Alle Filme von A-Z

Diane Keaton Biografie

Diane Keaton Navigation

Biografie

In "Was das Herz begehrt" verfällt ihr Jack Nicholson, schmust sie mit Keanu Reeves, lässt mit 57 alle Hüllen fallen. Bald vielleicht kann sie sogar einen nackten Goldjungen nach Hause nehmen - ist sie doch zum vierten Mal für einen Oscar nominiert.

"Die Menschen sehen mich jetzt ganz anders an, als ich es mir früher vorgestellt habe. Ich glaube, die Reaktion ist einfach 'Schau an, so sieht sie also aus - alles noch intakt!'"

So entspannt kommentiert Keaton ihre Spätenthüllung, der sie sich zum Karrierebeginn noch eisern verweigerte. 1968 gehörte sie am Broadway zur Originalbesetzung von "Hair" (auf der LP ist sie mit "Black Boys" zu hören), wollte aber als einzige dem Naturdrang der Hippie-Zeit nicht folgen.

Auch heute noch packt sie sich gerne bis zum Halsansatz ein, trägt Männeroutfits oder Chaoskombinationen, die ihr den Ruf eines Modeunfalls einbrachten und gilt als scheu: "Ich baue eine Wand um mich herum auf, man kann mich nur schwer kennen lernen."

Der Brunftschrei des Hornbrillen-Hirsches

Der erste, der die Festung stürmte, war Woody Allen. Er besetzte sie 1970 für seine Broadway-Komödie "Mach's noch einmal, Sam", wurde der neurotische Hirsch des scheuen Rehs: "Ich fand ihn so niedlich, versuchte alles, dass er mich mochte. Aber er ist keiner, der herumrennt und viele neue Freundschaften schließt.

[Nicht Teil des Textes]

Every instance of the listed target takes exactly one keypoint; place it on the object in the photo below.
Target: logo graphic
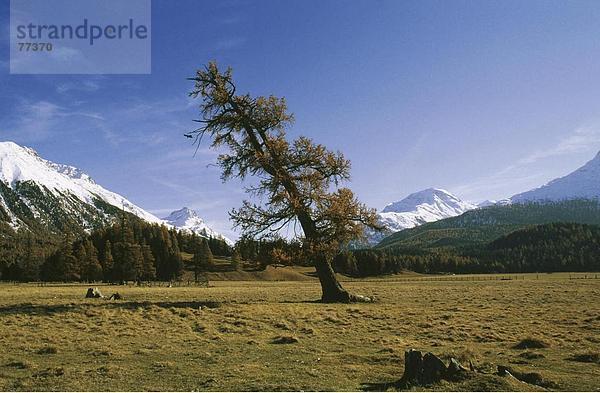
(80, 36)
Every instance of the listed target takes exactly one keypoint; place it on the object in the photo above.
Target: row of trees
(128, 251)
(556, 247)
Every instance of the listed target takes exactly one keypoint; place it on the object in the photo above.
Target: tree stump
(420, 370)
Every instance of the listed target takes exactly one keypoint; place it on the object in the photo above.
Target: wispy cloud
(40, 120)
(87, 86)
(229, 43)
(531, 170)
(583, 139)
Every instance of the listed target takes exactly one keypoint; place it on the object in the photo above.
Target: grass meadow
(272, 335)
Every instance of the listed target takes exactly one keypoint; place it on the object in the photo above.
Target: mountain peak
(53, 186)
(189, 220)
(428, 196)
(182, 215)
(431, 204)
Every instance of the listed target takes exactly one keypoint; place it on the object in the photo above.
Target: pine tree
(207, 257)
(199, 257)
(148, 269)
(92, 270)
(236, 259)
(108, 262)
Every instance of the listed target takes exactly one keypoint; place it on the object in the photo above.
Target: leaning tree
(297, 183)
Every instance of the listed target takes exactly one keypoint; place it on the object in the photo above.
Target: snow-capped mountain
(429, 205)
(583, 183)
(35, 190)
(494, 202)
(188, 220)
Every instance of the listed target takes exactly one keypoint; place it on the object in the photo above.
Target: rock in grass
(586, 358)
(115, 296)
(531, 343)
(531, 355)
(93, 293)
(284, 340)
(47, 351)
(422, 370)
(434, 369)
(530, 378)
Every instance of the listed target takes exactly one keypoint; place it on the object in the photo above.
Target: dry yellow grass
(223, 337)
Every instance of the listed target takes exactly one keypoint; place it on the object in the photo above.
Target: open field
(224, 337)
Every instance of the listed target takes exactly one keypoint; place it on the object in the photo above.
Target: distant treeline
(132, 250)
(138, 251)
(556, 247)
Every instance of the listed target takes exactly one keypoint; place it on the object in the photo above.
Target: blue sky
(483, 98)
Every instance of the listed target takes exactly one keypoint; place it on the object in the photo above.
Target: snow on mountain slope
(583, 183)
(494, 202)
(189, 220)
(416, 209)
(21, 164)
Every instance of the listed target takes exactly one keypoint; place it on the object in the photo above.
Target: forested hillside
(131, 250)
(477, 227)
(555, 247)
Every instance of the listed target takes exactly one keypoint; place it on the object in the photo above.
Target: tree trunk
(333, 292)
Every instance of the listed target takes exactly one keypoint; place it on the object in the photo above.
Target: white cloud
(532, 170)
(583, 139)
(87, 86)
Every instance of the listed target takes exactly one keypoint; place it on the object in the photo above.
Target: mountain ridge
(59, 196)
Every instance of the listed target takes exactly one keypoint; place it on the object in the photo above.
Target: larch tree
(298, 182)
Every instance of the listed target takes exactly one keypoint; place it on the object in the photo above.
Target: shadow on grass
(43, 310)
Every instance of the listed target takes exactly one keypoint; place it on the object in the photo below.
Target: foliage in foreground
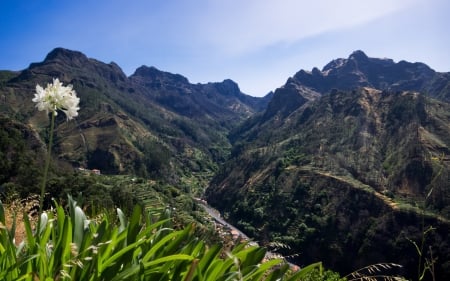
(66, 245)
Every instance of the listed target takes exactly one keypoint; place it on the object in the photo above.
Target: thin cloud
(238, 27)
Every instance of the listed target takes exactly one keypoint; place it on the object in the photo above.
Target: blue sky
(257, 43)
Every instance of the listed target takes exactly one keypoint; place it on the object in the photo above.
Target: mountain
(346, 165)
(153, 123)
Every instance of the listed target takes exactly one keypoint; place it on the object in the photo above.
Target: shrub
(66, 245)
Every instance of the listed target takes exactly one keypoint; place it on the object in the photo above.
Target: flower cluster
(56, 96)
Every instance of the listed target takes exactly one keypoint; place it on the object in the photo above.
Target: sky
(258, 44)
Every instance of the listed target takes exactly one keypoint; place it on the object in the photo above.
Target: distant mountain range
(341, 164)
(344, 164)
(152, 123)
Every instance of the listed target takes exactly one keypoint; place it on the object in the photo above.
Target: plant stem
(47, 163)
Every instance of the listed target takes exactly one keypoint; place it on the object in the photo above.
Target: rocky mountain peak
(358, 56)
(152, 74)
(228, 88)
(66, 56)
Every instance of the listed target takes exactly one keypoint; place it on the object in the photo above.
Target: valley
(347, 165)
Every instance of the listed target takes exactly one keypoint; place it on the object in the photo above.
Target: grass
(65, 245)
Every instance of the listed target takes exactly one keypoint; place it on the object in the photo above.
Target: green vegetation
(66, 245)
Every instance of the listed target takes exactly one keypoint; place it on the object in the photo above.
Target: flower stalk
(51, 99)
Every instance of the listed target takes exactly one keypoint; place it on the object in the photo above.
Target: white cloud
(237, 27)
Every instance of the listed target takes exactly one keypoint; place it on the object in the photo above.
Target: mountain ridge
(335, 151)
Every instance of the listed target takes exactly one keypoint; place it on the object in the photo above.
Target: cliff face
(344, 164)
(149, 123)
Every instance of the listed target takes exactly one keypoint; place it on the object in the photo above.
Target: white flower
(56, 96)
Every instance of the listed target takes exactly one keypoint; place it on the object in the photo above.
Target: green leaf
(78, 227)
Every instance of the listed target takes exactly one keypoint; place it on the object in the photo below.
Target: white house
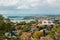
(47, 22)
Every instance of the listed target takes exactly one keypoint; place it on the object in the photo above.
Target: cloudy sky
(18, 7)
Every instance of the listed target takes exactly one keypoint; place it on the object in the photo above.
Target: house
(47, 22)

Deshalb blieben ihm kaum Alternativen."

Aus Woodys Notlage entstand eine Romanze, die am Ende der Seventies von Freundschaft abgelöst wurde. Acht Filme drehte die schlaksige Kalifornierin mit der kurz gewachsenen Gagmaschine. Ihr prüdes, versponnenes Image ist seitdem in Beton gegossen.

Ein lachendes und ein weinendes Auge

Dabei ist die Komikerin auch brillante Dramatikerin, ob als Ehefrau Al Pacinos in der "Pate"-Trilogie, als Warren Beattys Oscar-nominierte Liebe in "Reds", als Oscar-Nominierte Krebskranke in "Marvins Töchter", als verlassene Frau im exquisiten Scheidungsdrama "Du oder beide" oder als Lehrerin, die in nächtlichen Bar-Streifzügen mit willigen Herren flirtet (" Goodbar").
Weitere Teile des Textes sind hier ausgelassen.